Two lenders quietly became the owners of two properties on the same residential block in Morris Cove during separate, simultaneous foreclosure auctions.
The auctions took place on Morris Avenue at noon Saturday.
One lender, the federal U.S. Bank National Association, purchased a home that has been vacant and left largely untouched since the owner-occupant died nearly seven ago.
The other lender, the Idaho Housing and Finance Association (IHFA), purchased a home that is still occupied by a married couple who have been living on Morris Avenue for just over a year, and who said they love their home and hope to stay.
The two foreclosure auctions took place within 200 feet of one another in Morris Cove just a few blocks from Lighthouse Park.
No bidders showed up to either public auction, so the banks that own the delinquent mortgages on the respective properties submitted uncontested, successful bids for the two homes.

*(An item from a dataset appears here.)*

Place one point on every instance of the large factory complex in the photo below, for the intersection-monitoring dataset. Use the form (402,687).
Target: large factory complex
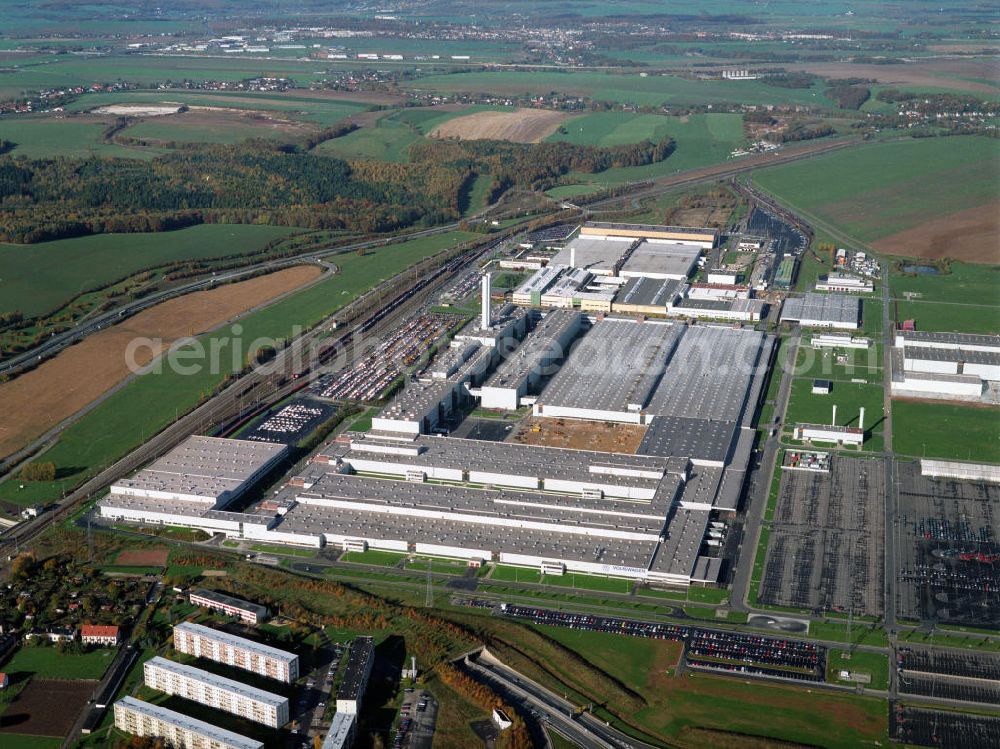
(690,388)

Meriden lawyer Cornelius Ivers hosted the public foreclosure auction for the single-family home at 46 Morris Ave., a two-story, pale blue Colonial house with solar panels on the roof and a multi-colored “LOVE” sticker across its white mailbox.
The owner of the home, Tyrone Moore, stayed inside with the curtains drawn before and during the auction. Ivers knocked and rang the doorbell, but the only sound inside was that of Moore’s small dog barking near the window.
Ivers and his paralegal waited by the curb outside the home, pacing and checking their watches, getting in and out of their parked cars to escape the early-spring cold.
When no other bidders had arrived a few minutes after noon, Ivers announced that the auction was over. He took down the foreclosure sign from the home’s front lawn.
He said that IHFA, which held the mortgage on the property, had successfully purchased the home with a bid of $180,000. Before the auction, an independent appraiser had valued the home at $223,000.
After the auction had finished and the lawyers had left, Moore opened the front door to take a look outside.
“I Love My Home”
Moore, a 47-year-old assistant manager at the Yale Health Plan who grew up near Ella T. Grasso Boulevard, said that he and his husband had been living in the home on Morris Avenue for a little over a year. Moore declined to be photographed for this article.
“I love my home,” Moore said. “I want to stay in my home.”
He said that he had fallen behind on his mortgage when IHFA purchased the mortgage from Wells Fargo early in 2017. He said that he was unaware of the change in institutional ownership of the mortgage. Whenever he called Mortgage Electronic Registration Systems (MERS), which facilitated IDHA’s purchase, he only received automated answering machines and never an actual human who could listen to his case. (For years MERS has been criticized for helping institutional purchases of mortgages remain hidden in public records and thwart borrowers’ efforts to dig out from crushing debt.)
According to IDHA’s lawsuit filed against Moore at the New Haven Superior Court on Elm Street on Sept. 12, 2017, Moore owed over $168,000 in principal, interest, late fees and escrow deficiency on his mortgage.
Ivers said that, if Moore does not vacate the property now that IDHA owns the home, then the lender will likely file for an eviction. Moore did not say what he plans to do now that the foreclosure auction is complete.
No One’s Home
A few hundred feet up the block, Branford lawyer David Baker presided over another foreclosure auction sale, this one under very different circumstances.
Meta M. Delillo, the owner of a single-story ranch home at 69 Morris Ave., died on Nov. 23, 2011. She had lived in the home since 1992.
After her death, her $337,500 mortgage from Financial Freedom Senior Funding was assigned to MERS, then to the federal department of Housing and Urban Development (HUD), and then to the U.S. Bank National Association in May 2017.
Before the auction, an independent appraiser valued the home at $135,000. According to a lawsuit filed by the U.S. Bank National Association against the heirs, beneficiaries, and/or devisees of the estate of Meta Delillo in New Haven Superior Court on Elm Street on Aug. 22, 2017, Delillo owed over $316,000 plus interest on her mortgage.
Inside the home, Baker showed a living room and dining room largely untouched since Delillo’s death. Yellowed newspapers on the kitchen table dated back to 2010. Stuffed animals and a receipt from a pet cremation service littered the living room’s shaggy yellow carpet.
As no bidders had arrived, Baker announced just after noon that the auction was closed. He said that the bank’s bid of $130,000 had won out. He predicted that the bank would likely work with brokers in the weeks ahead to find a buyer willing to fix up the property.